We AFFIRM the termination of Jack's parental rights.
[1] Pseudonyms have been used throughout this opinion for all family members.
[2] A.A. v. State, Dept. of Family & Youth Servs., 982 P.2d 256, 259 (Alaska 1999).
[3] Dingeman v. Dingeman, 865 P.2d 94, 96 (Alaska 1993).
[4] A.A., 982 P.2d at 259.
[5] Id.
[6] T.F. v. State, Dep't of Health & Soc. Servs., 26 P.3d 1089, 1092 (Alaska 2001).
[7] Sonneman v. Knight, 790 P.2d 702, 704 (Alaska 1990).
[8] Guin v. Ha, 591 P.2d 1281, 1284 n. 6 (Alaska 1979).
[9] 25 U.S.C. § 1912(d).
[10] N.A. v. State, Div. of Family & Youth Servs., 19 P.3d 597, 603 (Alaska 2001).
[11] A.A. v. State, Dept. of Family & Youth Servs., 982 P.2d 256, 261 (Alaska 1999).
[12] A.M. v. State, 891 P.2d 815, 827 (Alaska 1995), overruled on other grounds, Matter of S.A., 912 P.2d 1235, 1239 (Alaska 1996); see also A.B.M. v. M.H. & A.H., 651 P.2d 1170, 1173 (Alaska 1982) (holding that there was no compelling reason for implying a judicially created exception to ICWA).
[13] Pub.L. No. 105-89, 111 Stat. 2115 (1997) (codified as amended in scattered sections of 42 U.S.C.). This provision of the federal act has been adopted in Alaska as AS 47.10.086(c)(1).
[14] Id. at § 101.
[15] 42 U.S.C. § 671(a)(15)(D)(i) (2001). We note that the Alaska Legislature has adopted this exception to the reasonable efforts requirement in regard to children in need of aid in AS 47.10.086(c).

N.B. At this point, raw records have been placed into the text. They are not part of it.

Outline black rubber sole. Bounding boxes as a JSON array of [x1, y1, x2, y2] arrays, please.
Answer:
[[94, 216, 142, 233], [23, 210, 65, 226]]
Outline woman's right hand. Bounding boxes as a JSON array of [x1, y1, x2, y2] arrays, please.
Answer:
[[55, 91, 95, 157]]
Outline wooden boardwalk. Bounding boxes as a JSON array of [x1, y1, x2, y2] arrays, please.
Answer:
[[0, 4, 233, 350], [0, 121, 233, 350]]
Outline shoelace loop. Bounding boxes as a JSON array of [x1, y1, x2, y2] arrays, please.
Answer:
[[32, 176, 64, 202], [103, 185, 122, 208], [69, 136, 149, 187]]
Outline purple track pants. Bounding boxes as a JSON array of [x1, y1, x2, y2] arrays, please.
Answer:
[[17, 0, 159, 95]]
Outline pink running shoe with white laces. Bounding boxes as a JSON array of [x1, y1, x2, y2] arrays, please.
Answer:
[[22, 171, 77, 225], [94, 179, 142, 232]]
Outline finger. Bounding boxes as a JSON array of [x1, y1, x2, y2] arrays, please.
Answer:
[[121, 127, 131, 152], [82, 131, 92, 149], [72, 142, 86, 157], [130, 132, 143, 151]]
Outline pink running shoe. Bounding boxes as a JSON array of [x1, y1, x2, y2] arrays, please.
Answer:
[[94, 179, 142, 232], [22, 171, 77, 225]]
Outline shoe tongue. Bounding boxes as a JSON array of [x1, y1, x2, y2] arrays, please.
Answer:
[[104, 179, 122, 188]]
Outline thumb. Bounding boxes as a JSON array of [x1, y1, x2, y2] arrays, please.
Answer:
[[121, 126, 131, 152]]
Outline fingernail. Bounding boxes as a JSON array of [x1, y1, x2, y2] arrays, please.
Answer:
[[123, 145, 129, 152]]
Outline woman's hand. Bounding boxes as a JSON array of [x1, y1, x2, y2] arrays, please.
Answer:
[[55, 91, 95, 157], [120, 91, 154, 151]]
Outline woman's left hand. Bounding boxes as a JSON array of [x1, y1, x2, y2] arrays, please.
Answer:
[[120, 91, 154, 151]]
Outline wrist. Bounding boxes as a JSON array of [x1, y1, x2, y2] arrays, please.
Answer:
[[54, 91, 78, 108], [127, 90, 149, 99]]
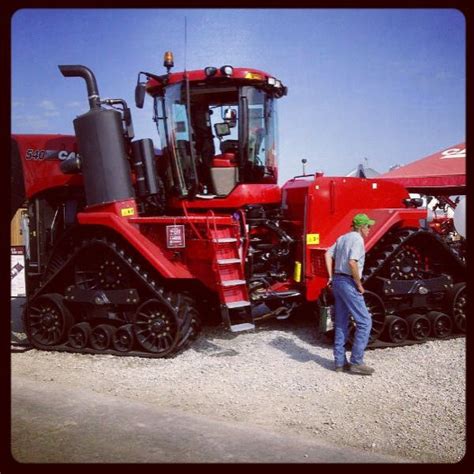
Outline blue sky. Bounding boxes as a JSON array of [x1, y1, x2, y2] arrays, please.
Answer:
[[11, 9, 466, 183]]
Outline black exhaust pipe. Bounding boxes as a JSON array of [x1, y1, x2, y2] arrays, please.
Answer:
[[58, 66, 135, 206], [58, 64, 100, 109]]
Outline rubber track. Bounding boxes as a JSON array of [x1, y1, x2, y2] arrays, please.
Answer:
[[24, 237, 200, 358], [362, 228, 466, 349]]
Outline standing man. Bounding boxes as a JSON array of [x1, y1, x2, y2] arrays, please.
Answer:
[[325, 214, 375, 375]]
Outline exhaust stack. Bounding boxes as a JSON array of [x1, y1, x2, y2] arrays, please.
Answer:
[[58, 65, 134, 206]]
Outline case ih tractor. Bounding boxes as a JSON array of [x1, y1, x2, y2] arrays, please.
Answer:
[[12, 53, 466, 357]]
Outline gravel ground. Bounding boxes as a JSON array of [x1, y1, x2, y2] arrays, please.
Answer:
[[12, 318, 466, 463]]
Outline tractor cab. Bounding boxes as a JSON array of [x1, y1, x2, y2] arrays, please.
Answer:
[[136, 53, 287, 204]]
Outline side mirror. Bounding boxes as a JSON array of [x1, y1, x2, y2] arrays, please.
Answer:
[[135, 82, 145, 109]]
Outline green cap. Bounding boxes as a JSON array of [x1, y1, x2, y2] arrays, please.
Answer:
[[352, 214, 375, 227]]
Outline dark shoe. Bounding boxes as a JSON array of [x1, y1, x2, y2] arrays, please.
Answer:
[[349, 364, 375, 375]]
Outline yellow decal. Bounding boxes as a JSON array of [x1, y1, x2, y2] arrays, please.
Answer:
[[245, 72, 263, 81], [120, 207, 135, 217], [306, 234, 319, 245], [293, 261, 301, 282]]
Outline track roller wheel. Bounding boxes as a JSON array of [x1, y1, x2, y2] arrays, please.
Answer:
[[407, 313, 431, 341], [132, 299, 180, 357], [90, 324, 117, 351], [383, 314, 408, 344], [112, 324, 135, 352], [68, 321, 92, 349], [426, 311, 453, 339], [24, 293, 74, 347], [448, 282, 467, 333]]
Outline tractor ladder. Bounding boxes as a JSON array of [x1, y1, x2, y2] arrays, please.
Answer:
[[208, 226, 255, 332]]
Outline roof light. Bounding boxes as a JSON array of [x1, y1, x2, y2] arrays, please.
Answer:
[[204, 66, 217, 77], [221, 65, 234, 76], [245, 72, 263, 81], [163, 51, 174, 73]]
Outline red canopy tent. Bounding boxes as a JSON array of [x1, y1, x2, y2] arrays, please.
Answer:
[[378, 143, 466, 196]]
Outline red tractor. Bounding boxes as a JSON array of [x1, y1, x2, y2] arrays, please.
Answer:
[[12, 54, 466, 357]]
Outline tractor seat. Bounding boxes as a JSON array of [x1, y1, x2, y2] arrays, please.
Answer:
[[220, 140, 239, 153], [212, 153, 237, 168]]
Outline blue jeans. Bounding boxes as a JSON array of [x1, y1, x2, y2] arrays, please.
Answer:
[[332, 275, 372, 367]]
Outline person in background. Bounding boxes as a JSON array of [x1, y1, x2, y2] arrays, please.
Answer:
[[325, 214, 375, 375]]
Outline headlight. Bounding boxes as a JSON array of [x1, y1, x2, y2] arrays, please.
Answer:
[[204, 66, 217, 77], [221, 66, 234, 76]]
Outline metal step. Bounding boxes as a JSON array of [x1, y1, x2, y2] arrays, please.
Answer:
[[230, 323, 255, 332], [225, 300, 250, 309], [221, 280, 247, 286], [217, 258, 240, 265]]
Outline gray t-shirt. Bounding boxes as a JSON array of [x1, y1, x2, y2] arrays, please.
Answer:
[[328, 231, 365, 278]]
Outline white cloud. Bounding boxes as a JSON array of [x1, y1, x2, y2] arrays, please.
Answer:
[[38, 100, 56, 111], [12, 115, 50, 133]]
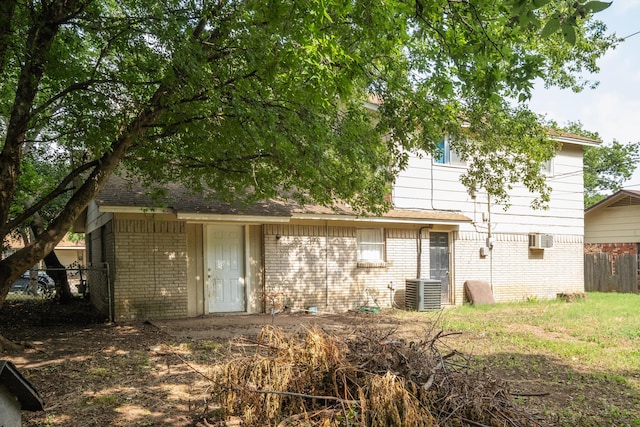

[16] Jack also argues on appeal that, by requiring him to admit to charges I through VIII of his criminal indictment in order to prevent the termination of his parental rights, the state violated his constitutional right against self-incrimination and that the superior court erred in giving the state time to comply with ICWA. Because we hold that the state was not required to make active efforts, it is unnecessary to reach these two issues.
[17] 14 P.3d 946 (Alaska 2000).
[18] Id. at 953.
[19] Id.
[20] 25 U.S.C. § 1911(b) (2000) provides in relevant part:
(b) Transfer of proceedings; declination by tribal court
In any State court proceeding for the foster care placement of, or termination of parental rights to, an Indian child not domiciled or residing within the reservation of the Indian child's tribe, the court, in the absence of good cause to the contrary, shall transfer such proceeding to the jurisdiction of the tribe, absent objection by either parent, upon the petition of either parent or the Indian custodian or the Indian child's tribe: Provided, That such transfer shall be subject to declination by the tribal court of such tribe.
[21] AS 47.10.010(a).
[22] 25 U.S.C. § 1915(b) (2000) provides:
(b) Foster care or preadoptive placements; criteria; preferences
Any child accepted for foster care or preadoptive placement shall be placed in the least restrictive setting which most approximates a family and in which his special needs, if any, may be met. The child shall also be placed within reasonable proximity to his or her home, taking into account any special needs of the child. In any foster care or preadoptive placement, a preference shall be given, in the absence of good cause to the contrary, to a placement with
(i) a member of the Indian child's extended family;
(ii) a foster home licensed, approved, or specified by the Indian child's tribe;
(iii) an Indian foster home licensed or approved by an authorized non-Indian licensing authority; or
(iv) an institution for children approved by an Indian tribe or operated by an Indian organization which has a program suitable to meet the Indian child's needs.
[23] 25 U.S.C. § 1912(f) (2000) provides:
(f) Parental rights termination orders; evidence; determination of damage to child
No termination of parental rights may be ordered in such proceeding in the absence of a determination, supported by evidence beyond a reasonable doubt, including testimony of qualified expert witnesses, that the continued custody of the child by the parent or Indian custodian is likely to result in serious emotional or physical damage to the child.
[24] C.J. v. State, Dep't of Health & Soc. Servs., 18 P.3d 1214, 1218 (Alaska 2001).